101 East’s investigation begins at The Selous Game Reserve, a UNESCO World Heritage Site that has lost more than 60% of its elephants in just five years.

101 East follows the ivory supply chain, from poor villagers who turn to poaching in desperation, to the local coordinators, to the middlemen, to the traders, to the smugglers and the importers in the East.

At each stage, 101 East is told the money involved rises. A kilogram of ivory earns a poacher just $20-25 dollars, the local coordinator $35, the traders $115, the smugglers $300, plus $10,000 to buy fillers to hide the ivory in.

 Hong Kong boasts one of the busiest ports in the world, handling nearly 200 000 vessels and 22m cargo containers in 2014.

According to 101 East, it’s also a key transit hub for smugglers transporting ivory from Africa to China: between 2000 and 2014, customs officials seized some 33 tonnes of ivory, taken from an estimated 11 000 elephants.

As Cheryl Lo from the World Wildlife Fund says, “If that’s how much was seized because they are checking one percent of the cargo… then how much was not seized?”

Hong Kong has pledged to tighten border controls and has started incinerating confiscated ivory. The city banned ivory trading in 1989, but with one exception.

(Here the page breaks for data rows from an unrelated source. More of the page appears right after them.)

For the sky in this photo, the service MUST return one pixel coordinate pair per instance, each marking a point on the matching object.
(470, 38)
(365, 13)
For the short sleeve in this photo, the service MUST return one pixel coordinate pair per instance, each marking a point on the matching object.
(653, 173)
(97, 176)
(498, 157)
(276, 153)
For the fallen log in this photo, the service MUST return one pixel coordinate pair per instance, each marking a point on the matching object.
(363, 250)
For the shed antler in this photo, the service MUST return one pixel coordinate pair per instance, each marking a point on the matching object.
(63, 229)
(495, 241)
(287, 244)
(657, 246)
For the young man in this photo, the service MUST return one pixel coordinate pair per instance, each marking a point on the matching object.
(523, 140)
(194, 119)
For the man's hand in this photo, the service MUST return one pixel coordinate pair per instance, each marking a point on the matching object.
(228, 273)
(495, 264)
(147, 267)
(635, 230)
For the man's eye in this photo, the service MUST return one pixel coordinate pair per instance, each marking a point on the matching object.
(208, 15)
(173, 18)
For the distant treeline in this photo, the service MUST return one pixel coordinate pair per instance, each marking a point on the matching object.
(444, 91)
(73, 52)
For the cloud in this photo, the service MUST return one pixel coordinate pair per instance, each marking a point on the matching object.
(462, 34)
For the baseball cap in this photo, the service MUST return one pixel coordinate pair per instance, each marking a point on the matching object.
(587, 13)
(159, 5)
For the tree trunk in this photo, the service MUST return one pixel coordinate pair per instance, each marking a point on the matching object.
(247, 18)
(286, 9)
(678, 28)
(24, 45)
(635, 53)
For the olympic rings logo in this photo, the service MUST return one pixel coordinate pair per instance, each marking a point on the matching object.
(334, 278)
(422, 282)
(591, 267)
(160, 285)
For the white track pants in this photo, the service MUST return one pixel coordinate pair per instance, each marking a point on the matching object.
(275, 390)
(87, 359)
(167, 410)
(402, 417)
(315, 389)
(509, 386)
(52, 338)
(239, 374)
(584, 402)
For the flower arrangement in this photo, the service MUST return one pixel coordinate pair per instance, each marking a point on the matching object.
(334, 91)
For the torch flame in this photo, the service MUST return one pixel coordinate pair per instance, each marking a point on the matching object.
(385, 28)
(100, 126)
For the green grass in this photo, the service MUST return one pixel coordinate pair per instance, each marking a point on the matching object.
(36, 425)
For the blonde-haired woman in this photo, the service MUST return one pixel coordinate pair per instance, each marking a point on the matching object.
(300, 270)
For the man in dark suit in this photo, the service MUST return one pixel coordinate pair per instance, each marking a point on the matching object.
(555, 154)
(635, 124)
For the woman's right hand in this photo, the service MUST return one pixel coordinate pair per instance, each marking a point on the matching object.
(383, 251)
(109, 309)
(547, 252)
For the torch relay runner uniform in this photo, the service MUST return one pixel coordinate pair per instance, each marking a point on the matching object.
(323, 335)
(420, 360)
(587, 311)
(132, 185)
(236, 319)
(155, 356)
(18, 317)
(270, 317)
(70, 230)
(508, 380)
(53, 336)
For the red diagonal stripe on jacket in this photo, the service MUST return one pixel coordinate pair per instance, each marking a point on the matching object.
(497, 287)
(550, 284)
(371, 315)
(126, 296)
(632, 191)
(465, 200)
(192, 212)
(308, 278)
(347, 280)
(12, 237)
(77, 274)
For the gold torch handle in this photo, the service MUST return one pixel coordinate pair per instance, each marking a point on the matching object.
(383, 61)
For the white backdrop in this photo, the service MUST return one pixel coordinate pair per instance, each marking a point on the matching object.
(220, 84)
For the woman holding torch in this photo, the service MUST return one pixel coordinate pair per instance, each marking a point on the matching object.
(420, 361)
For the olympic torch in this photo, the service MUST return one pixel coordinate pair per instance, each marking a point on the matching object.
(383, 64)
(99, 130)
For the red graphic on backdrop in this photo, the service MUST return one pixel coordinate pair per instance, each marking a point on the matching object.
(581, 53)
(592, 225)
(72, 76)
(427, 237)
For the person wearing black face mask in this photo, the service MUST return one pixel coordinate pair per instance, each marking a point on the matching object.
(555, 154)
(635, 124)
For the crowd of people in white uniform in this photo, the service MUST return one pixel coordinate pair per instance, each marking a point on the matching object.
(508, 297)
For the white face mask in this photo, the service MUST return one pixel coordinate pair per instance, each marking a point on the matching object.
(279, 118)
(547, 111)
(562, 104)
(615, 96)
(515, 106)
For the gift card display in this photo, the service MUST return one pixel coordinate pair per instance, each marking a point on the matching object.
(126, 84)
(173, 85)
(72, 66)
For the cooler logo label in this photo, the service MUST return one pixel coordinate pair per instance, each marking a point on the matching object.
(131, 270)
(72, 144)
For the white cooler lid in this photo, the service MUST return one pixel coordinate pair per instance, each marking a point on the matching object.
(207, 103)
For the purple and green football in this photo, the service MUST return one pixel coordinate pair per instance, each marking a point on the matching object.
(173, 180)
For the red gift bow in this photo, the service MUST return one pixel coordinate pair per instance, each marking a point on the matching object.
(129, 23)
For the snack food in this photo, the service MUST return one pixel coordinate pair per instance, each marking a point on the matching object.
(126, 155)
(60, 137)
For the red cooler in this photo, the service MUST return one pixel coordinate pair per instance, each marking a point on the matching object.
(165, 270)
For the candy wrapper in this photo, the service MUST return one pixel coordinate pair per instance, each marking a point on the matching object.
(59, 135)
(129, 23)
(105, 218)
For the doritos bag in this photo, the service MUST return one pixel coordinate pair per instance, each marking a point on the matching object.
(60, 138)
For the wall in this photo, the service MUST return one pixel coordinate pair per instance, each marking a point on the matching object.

Special licenses were granted to businesses that held 665 tonnes or more of existing stock.

The logic then was that these traders should be allowed to exhaust their inventory before the imposition of a total ban. Under the law, domestic sales by licensed traders were considered legal, but ivory exports were prohibited.

Curiously, this legal stockpile of ivory has barely gone down since 2010. Hong Kong traders explain to 101 East’s undercover investigators how certificates for legal, registered ivory can be used to disguise illegal imports. They also advise 101 East how to smuggle ivory out of Hong Kong and offer to introduce them to smugglers who could do it for them.

A simple online search takes 101 East to advertisements from Chinese companies soliciting African ivory, despite China’s promise to phase out the sale of ivory and its current one-year ban on the import of carved products.

In Shanghai, undercover journalists pose as newcomers to the business with access to 20 kilos of African ivory. They easily find willing buyers and are told by a middleman that his company is able to obtain legal documents for illegal ivory.

They then travel to Fuzhou, posing as a representative of a rich businessman interested in buying more than 10 elephant tusks. While they struggle to find an illegal dealer there, they are told that it’s possible to arrange a legal hunt for between $80-90 000, where they’d be able to take the tusks home as trophies.

“It’s a sobering realization,” says Chao.

“For all the laws regulating the ivory trade, there’s a perfectly legal way to shoot an elephant and take its tusks. As long as buyers are willing to pay, it seems someone, somewhere, will find a way to get them their white gold. And with poaching still a problem, these animals face greater danger than ever before,” he adds.